The tin of rubbing compound in front of the chassis was to polish up the visible tubes in the engine bay - just to make it look even better!

Skipping forward to the rebuild of the chassis, these two photos show different angles of the rebuilt differential and rear suspension areas. Note new bolts/nuts/washers were used throughout the rebuild - the cost was approx £110.00 GBP in 1999! This isn't too bad when you realise the old nuts & bolts will fill a small bucket, and weigh about 10Kg!

Another view of the diff carrier

Steering rack in after finishing the rear suspension.

Front suspension assembled.
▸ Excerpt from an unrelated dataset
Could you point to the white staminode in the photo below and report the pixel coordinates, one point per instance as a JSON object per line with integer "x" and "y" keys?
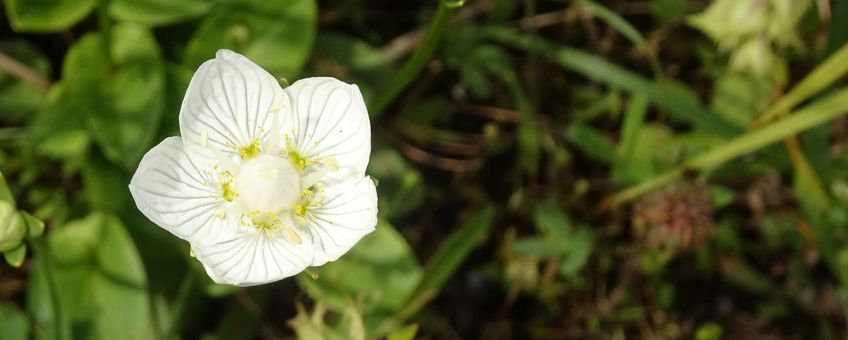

All items if not new were shotblasted and sprayed (another section will cover these items).

Finished rear suspension. All components renewed or refurbished.

Plenty of sheeting and paper for the components to be assembled on is essential to prevent dust contamination. Note grease is essential on re-assembly to prevent premature failure or sized components.

The finished rolling chassis - this weighs quite a lot now and is more difficult to manoeuvre! Special castored wheel trays are available to make pushing your chassis around easier in small workshops.
As a final treatment I applied clear Waxoyl to all chassis tubes on top of the paint. After 4 years of driving the chassis is still remarkably in great condition - the two pack paint seems to be pretty tough against stone chips. Even where it has chipped off the zinc primer coat is untouched.

Apart from the metal tubing (available from local metal stockholders), you will need the following tools to carry out the actual cutting and welding of the tubes:

• 12" Hacksaw + plenty of spare blades

• 4½" Angle grinder + 2 grinding discs, 10 cutting discs

• 130Amp MIG welder, approx. 2 rolls of 0.8mm wire, 1 large bottle of Argoshield Gas

• Suitable clamps for this size tubing

• Spare angle or box section steel to make jig bars

• 4 castors to enable easy movement of stripped down chassis

• Bench vise

• Mitre square

• You could hire an industrial metal saw to save your arms!

One further word about the tubing - make sure you get the same thickness as original. There are two types and the thicker type is unsuitable due to its weight.